Insane Clown Posse sues feds over dangerous gang label
The Insane Clown Posse sued the U.S. Justice Department on Wednesday over a 2011 FBI report that describes the rap-metal duo's devoted fans, the Juggalos, as a dangerous gang, saying the designation has tarnished their fans' reputations and hurt business.
The American Civil Liberties Union filed the lawsuit in Detroit federal court on behalf of the group's two members, Joseph Bruce, or Violent J, and Joseph Utsler, or Shaggy 2 Dope. It also names four fans as plaintiffs.
The FBI report on criminal gangs labeled the Juggalos as a "loosely organized hybrid gang." It said those who identify as Juggalos have committed assaults and vandalism, and a "small number" of them have engaged in more serious crimes.
The lawsuit contends that the gang designation violates the fans' free speech and due process rights.
At a news conference in Detroit, Bruce, 41, said Juggalos are like a family, not a gang. He said they have a constitutional right to listen to music without fear of harassment, and he wants Juggalos purged from the report.
"I don't think this has anything to do with hip hop.

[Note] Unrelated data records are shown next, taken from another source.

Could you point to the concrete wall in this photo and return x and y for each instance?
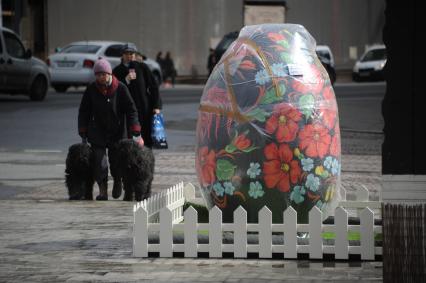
(341, 24)
(187, 28)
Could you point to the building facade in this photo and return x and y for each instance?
(187, 28)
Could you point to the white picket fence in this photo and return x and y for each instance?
(172, 198)
(170, 225)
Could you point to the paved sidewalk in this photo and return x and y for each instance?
(45, 238)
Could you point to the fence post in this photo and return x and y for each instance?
(315, 237)
(166, 233)
(191, 233)
(341, 243)
(265, 233)
(140, 231)
(367, 234)
(240, 233)
(290, 233)
(215, 232)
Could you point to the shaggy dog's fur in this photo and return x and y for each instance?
(78, 172)
(136, 165)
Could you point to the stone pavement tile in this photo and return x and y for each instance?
(58, 241)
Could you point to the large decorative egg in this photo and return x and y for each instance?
(268, 128)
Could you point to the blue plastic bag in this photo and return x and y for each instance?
(158, 134)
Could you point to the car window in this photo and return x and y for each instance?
(13, 45)
(114, 50)
(90, 49)
(374, 55)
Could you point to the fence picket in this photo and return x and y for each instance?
(215, 232)
(315, 237)
(362, 193)
(167, 206)
(290, 233)
(191, 233)
(367, 234)
(140, 231)
(265, 233)
(166, 233)
(341, 242)
(240, 233)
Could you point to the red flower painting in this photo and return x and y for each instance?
(206, 165)
(315, 140)
(284, 122)
(280, 170)
(335, 147)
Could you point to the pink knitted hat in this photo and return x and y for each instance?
(102, 66)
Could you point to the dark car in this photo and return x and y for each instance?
(323, 52)
(20, 72)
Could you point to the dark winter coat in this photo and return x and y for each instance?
(102, 118)
(145, 93)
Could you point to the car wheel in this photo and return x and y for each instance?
(157, 78)
(60, 88)
(38, 88)
(355, 78)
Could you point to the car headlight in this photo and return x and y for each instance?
(380, 66)
(356, 68)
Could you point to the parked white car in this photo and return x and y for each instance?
(327, 59)
(370, 66)
(72, 65)
(20, 72)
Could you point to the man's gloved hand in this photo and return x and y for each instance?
(139, 140)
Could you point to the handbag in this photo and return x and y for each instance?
(158, 134)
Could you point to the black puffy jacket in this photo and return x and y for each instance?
(103, 118)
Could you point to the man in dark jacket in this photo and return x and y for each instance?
(105, 108)
(143, 88)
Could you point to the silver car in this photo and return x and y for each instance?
(20, 72)
(73, 64)
(370, 67)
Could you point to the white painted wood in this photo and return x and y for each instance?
(215, 232)
(265, 233)
(190, 232)
(362, 193)
(343, 192)
(174, 199)
(240, 233)
(341, 241)
(189, 191)
(315, 237)
(166, 233)
(367, 234)
(290, 233)
(140, 231)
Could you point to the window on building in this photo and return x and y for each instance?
(13, 45)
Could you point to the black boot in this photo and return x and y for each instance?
(103, 191)
(117, 188)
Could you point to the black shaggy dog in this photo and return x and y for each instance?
(136, 166)
(78, 172)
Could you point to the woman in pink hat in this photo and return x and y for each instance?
(105, 108)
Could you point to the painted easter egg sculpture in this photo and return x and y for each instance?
(268, 128)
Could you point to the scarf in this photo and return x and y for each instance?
(109, 89)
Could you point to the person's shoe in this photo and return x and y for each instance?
(117, 188)
(103, 191)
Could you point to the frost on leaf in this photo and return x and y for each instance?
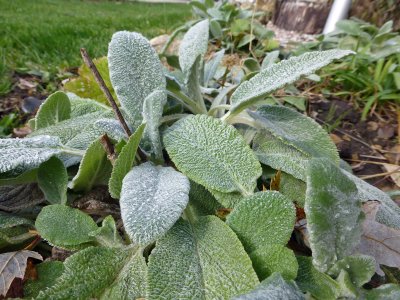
(333, 214)
(199, 260)
(13, 265)
(278, 75)
(55, 109)
(213, 154)
(19, 155)
(135, 72)
(388, 212)
(96, 273)
(272, 288)
(123, 164)
(152, 199)
(65, 227)
(193, 45)
(264, 218)
(378, 240)
(301, 133)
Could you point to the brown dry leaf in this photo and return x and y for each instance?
(378, 240)
(395, 172)
(335, 138)
(13, 265)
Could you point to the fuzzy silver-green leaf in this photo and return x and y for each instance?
(212, 154)
(215, 265)
(262, 219)
(278, 75)
(152, 200)
(333, 212)
(135, 72)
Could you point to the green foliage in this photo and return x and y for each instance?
(333, 213)
(214, 230)
(216, 265)
(94, 169)
(53, 181)
(264, 218)
(371, 76)
(124, 162)
(69, 228)
(55, 109)
(49, 272)
(224, 162)
(152, 199)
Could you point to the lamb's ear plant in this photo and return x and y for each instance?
(198, 221)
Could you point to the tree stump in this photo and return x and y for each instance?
(304, 16)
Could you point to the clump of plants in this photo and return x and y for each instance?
(214, 192)
(232, 28)
(372, 75)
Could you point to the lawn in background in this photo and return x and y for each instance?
(46, 35)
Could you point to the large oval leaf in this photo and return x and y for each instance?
(135, 71)
(213, 154)
(264, 218)
(19, 155)
(333, 212)
(65, 227)
(296, 130)
(152, 199)
(124, 162)
(199, 260)
(278, 75)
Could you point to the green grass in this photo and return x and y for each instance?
(46, 35)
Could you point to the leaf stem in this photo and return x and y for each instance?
(88, 61)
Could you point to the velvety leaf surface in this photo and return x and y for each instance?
(53, 180)
(318, 284)
(82, 106)
(123, 164)
(212, 154)
(48, 273)
(200, 260)
(293, 188)
(333, 214)
(14, 197)
(88, 273)
(272, 288)
(212, 65)
(107, 235)
(23, 154)
(95, 168)
(131, 282)
(262, 219)
(275, 153)
(360, 268)
(55, 109)
(193, 45)
(152, 200)
(112, 128)
(152, 112)
(202, 201)
(65, 227)
(388, 212)
(297, 130)
(274, 258)
(13, 265)
(278, 75)
(135, 71)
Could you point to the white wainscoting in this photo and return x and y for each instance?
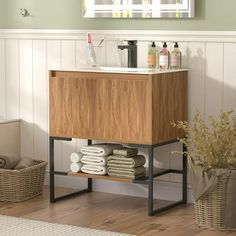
(27, 55)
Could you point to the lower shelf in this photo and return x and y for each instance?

I think they just fear what they don't understand," Bruce said of law enforcement.
An email seeking comment from the FBI was not immediately returned.
Among the fans suing is Scott Gandy, of Concord, N.C. He said the Army told him that in order to join, he would first have to get his Insane Clown Posse tattoos removed because they were gang symbols. Gandy said he spent hundreds of dollars removing them, only to be rejected by the Army anyway.
Brandon Bradley, 20, of Sacramento, Calif., said he has been stopped by police and photographed because of his Juggalos tattoos and attire, including a necklace with a man carrying a hatchet. It is an Insane Clown Posse symbol.